Isabel & Jackson’s HOUSTON GUIDE
Washington, D.C.
October 1, 2025
Dear family and friends:
We are excited to host you in Houston later this month. Because the majority of you are traveling to the wedding, and because Houston will be unfamiliar to many of our guests, we thought it prudent to provide a lightly annotated compilation of places to go and things to do in and around our hometown.

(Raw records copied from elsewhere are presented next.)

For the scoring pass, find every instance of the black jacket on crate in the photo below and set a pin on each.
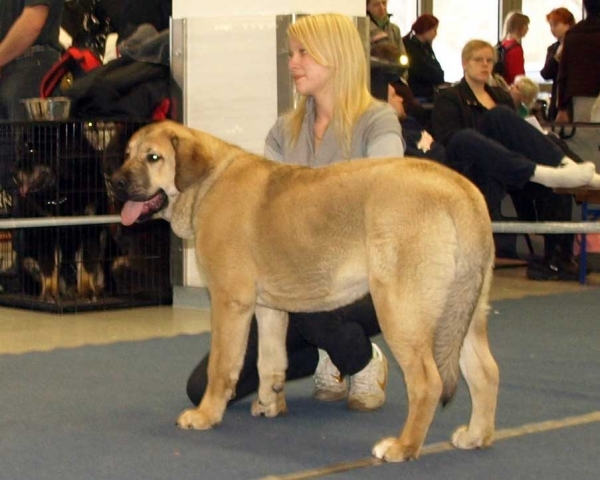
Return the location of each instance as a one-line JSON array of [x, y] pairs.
[[128, 88]]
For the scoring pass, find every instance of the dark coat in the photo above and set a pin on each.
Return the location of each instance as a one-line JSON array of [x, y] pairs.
[[550, 72], [579, 70], [457, 108], [424, 70]]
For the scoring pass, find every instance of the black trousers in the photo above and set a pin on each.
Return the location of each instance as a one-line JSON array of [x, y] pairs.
[[343, 333], [500, 157]]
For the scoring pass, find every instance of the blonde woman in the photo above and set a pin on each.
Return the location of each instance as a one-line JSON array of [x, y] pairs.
[[336, 120], [516, 26]]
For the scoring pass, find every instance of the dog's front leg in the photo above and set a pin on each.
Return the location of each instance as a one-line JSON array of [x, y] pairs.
[[230, 326], [272, 362]]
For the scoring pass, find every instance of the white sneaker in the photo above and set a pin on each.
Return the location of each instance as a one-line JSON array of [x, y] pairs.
[[330, 386], [367, 387]]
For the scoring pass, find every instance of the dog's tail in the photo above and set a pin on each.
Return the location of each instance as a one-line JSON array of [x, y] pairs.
[[467, 302]]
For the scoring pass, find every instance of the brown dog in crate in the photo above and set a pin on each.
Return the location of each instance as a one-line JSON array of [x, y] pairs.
[[58, 173]]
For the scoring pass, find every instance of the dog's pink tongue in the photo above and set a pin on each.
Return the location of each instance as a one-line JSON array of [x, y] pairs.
[[130, 212]]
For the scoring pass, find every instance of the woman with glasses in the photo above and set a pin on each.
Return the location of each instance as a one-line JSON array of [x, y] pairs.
[[498, 133]]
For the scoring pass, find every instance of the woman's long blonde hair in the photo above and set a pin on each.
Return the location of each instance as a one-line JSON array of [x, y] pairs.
[[332, 40]]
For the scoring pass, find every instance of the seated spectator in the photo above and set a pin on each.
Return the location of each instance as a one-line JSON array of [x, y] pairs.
[[579, 69], [473, 105], [560, 21], [524, 92], [516, 26], [424, 71]]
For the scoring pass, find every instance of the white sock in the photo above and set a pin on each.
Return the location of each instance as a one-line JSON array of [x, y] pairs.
[[595, 181], [566, 161], [568, 175]]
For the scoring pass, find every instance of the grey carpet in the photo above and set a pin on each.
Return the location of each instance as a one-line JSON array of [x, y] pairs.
[[108, 412]]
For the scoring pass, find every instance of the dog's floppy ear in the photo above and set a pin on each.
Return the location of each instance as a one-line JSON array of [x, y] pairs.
[[191, 162]]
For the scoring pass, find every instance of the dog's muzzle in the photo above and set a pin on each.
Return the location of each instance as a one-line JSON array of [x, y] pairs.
[[137, 207]]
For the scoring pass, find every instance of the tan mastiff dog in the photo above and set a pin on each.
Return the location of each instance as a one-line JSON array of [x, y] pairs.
[[272, 238]]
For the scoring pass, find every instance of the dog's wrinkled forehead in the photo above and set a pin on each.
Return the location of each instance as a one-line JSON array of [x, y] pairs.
[[143, 143]]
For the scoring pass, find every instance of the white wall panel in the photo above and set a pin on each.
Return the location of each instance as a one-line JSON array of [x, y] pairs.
[[187, 8]]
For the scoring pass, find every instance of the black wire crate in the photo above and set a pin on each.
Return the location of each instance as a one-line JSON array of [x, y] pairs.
[[59, 169]]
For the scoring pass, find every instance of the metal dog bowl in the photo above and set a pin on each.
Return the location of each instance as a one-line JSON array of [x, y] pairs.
[[52, 108]]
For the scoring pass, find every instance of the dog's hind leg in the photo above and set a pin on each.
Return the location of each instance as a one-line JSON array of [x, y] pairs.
[[272, 362], [230, 325], [407, 321], [481, 373]]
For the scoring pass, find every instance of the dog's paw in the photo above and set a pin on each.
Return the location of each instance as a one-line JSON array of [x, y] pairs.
[[391, 450], [272, 409], [195, 419], [464, 439]]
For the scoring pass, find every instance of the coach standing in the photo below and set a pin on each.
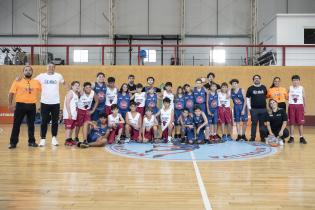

You will notice that most of our recommendations concern bars and restaurants. That is because Houston is one of the best cities for food and drink in the United States. While the diversity and quality of regional cuisines available to the South Texas diner puts Houston in the same weight class as larger cities like Los Angeles and New York (both of which conspicuously lack quality BBQ), the creativity and irreverence of Houston’s culinary vanguard (Chris Shepherd, Justin Yu, Ryan LaChaine, Aaron Bludorn, et. al) is, in our view, singular. We humbly urge you to take advantage.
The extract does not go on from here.